Adding a new programming language to Vipera can be as easy as adding a new parser to the Olympus native code generation framework. If additional languages features over and above those provided by Olympus are required, these can be easily added to the framework. For example, new types can be added to the Abstract Syntax Tree (AST), along with their supporting code generation functions as outlined in the next article Olympus native code generation framework.

Table of Contents

  1. Simple expressions
  2. More complex expressions
  3. Typing the AST

Simple expressions

An easy way to start is to look at the vPython parser defined in the vpython.y Bison parser generator grammar file.
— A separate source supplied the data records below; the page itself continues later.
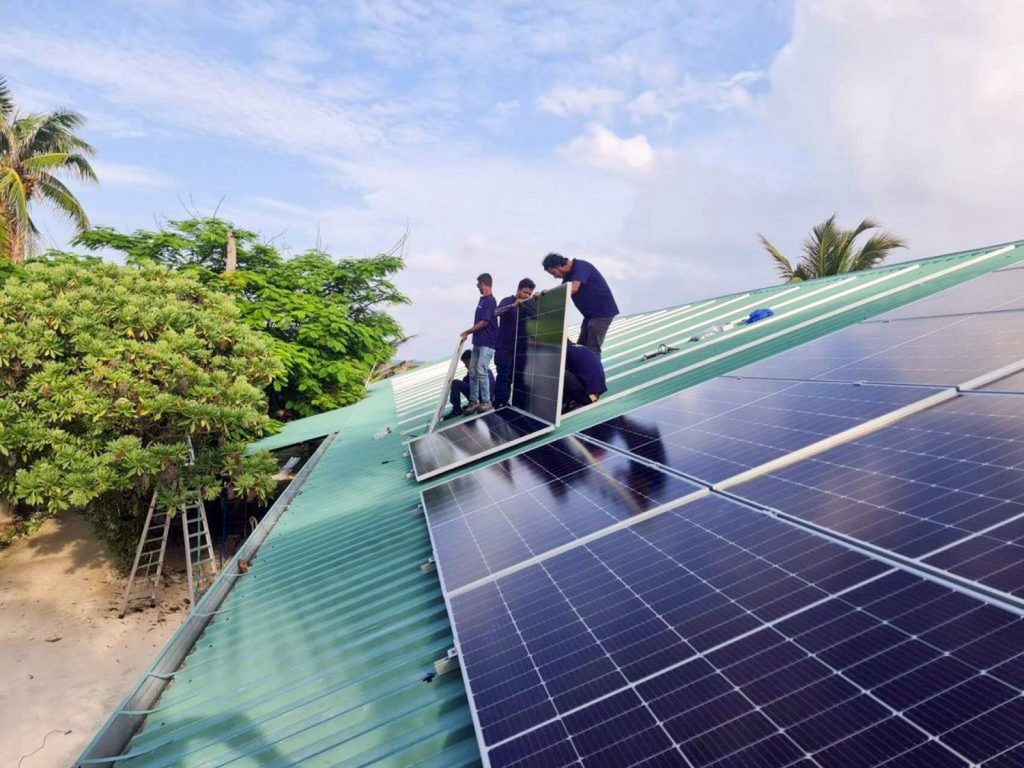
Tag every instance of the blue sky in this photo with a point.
(654, 139)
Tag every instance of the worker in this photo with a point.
(584, 381)
(460, 387)
(590, 294)
(508, 330)
(484, 333)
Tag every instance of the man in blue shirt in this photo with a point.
(460, 387)
(584, 381)
(590, 294)
(484, 333)
(508, 329)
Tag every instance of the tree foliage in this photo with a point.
(107, 372)
(829, 250)
(328, 317)
(35, 150)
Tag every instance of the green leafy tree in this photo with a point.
(35, 150)
(327, 317)
(105, 374)
(830, 250)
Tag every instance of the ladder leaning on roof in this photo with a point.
(201, 563)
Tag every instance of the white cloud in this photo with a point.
(563, 100)
(718, 94)
(134, 176)
(600, 147)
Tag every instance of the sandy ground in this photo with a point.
(66, 658)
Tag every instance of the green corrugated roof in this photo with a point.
(316, 655)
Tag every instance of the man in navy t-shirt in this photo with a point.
(508, 328)
(460, 387)
(484, 332)
(591, 295)
(584, 381)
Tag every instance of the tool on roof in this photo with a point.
(756, 315)
(713, 331)
(449, 664)
(662, 349)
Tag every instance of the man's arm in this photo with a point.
(470, 331)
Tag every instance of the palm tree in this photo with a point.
(829, 250)
(33, 150)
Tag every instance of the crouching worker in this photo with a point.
(460, 387)
(584, 377)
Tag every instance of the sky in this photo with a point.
(656, 140)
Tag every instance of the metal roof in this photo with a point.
(316, 655)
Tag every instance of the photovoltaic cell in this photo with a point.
(459, 443)
(714, 635)
(945, 485)
(1013, 384)
(992, 292)
(726, 426)
(540, 355)
(934, 351)
(509, 512)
Here, you will see how the grammar rules map to the functions defined in vpython.c that create the respective AST nodes. For example, the following Bison grammar file snippet for vPython calls the appendWhileStatement() function declared in vpython.h:

# From vpython.y grammar file
| WHILE expression COLON codeblock { $$=appendWhileStatement($2, $4); } 

The appendWhileStatement() function is simply defined in vpython.c as follows:

/* From vpython.c */
ASTexpression* appendWhileStatement(ASTexpression* expression, ASTexpression* block) {
	return ast_makeExpression(AST_WHILE, expression, block);

As we can see, it just calls the Olympus compiler framework function ast_makeExpression() with the operation AST_WHILE, the test expression and the block / body of the loop. Relational expressions are created in a similar manner, with the left-hand side expression1 and right-hand side expression2:

# From vpython.y grammar file
        : additive_expression { $$=$1; }
        | relational_expression GT additive_expression { $$=createGtExpression($1, $3); }
        | relational_expression LT additive_expression { $$=createLtExpression($1, $3); }
        | relational_expression LEQ additive_expression { $$=createLeqExpression($1, $3); }
        | relational_expression GEQ additive_expression { $$=createGeqExpression($1, $3); }
/* From vpython.c */
ASTexpression* createGtExpression(ASTexpression* expression1, ASTexpression* expression2) {
	return ast_makeExpression(AST_GT, expression1, expression2);

ASTexpression* createLtExpression(ASTexpression* expression1, ASTexpression* expression2) {
	return ast_makeExpression(AST_LT, expression1, expression2);

ASTexpression* createLeqExpression(ASTexpression* expression1, ASTexpression* expression2) {
	return ast_makeExpression(AST_LEQ, expression1, expression2);

ASTexpression* createGeqExpression(ASTexpression* expression1, ASTexpression* expression2) {
	return ast_makeExpression(AST_GEQ, expression1, expression2);

More complex expressions

More complex expression types have specific AST node types and creation functions. For example, the if: ... else: statement:

# From vpython.y grammar file
| IF expression COLON codeblock ELSE COLON codeblock { $$=appendIfElseStatement($2, $4, $7); }
/* From vpython.c */
ASTexpression* appendIfElseStatement(ASTexpression* expressionContainer, 
                                     ASTexpression* thenBlock, 
                                     ASTexpression* elseBlock) {
  ASTstack conditions;

  PUSH(conditions, ast_makeExpression(AST_CONDITION, expressionContainer, thenBlock)); 
  return ast_makeCaseClause(&conditions, elseBlock);

Here, we create a AST_CASE node via the Olympus ast_makeCaseClause() function, which takes a list (stack) of conditional expressions and a default statement. For vPython we only create if: ... else: chains as Python does not support case statements but we use the Olympus case support with a single condition and a default statement as the else clause.

NOTE: Simple expression grammar rules could directly call the ast_makeExpression() function with the relevant ASToperation (AST_ADD, AST_GT, AST_WHILE etc.) rather than calling a function in the parser C file (e.g. vpython.c). However, for vPython, this indirection allows the same Bison grammar file to be used for both the virtual machine compiler and the Olympus native code compiler.

Typing the AST

In the case of vPython the AST nodes are traversed to perform dynamic type inferencing in order to determine the type of a variable. The type inferencer also determines the types of the function arguments and return values, creating polymorphic variants of functions, as required. This enables the generation of optimised type frozen native Olympus abstract machine code. In essence, the dynamically-typed vPython variable types are frozen until they change type. This removes the requirement to dynamically type check variables and function dispatch at runtime, greatly increasing the performance of compiled codes.

The Olympus compiler also performs a separate pass of the code for optimisation e.g. constant folding and this can be extended, as required.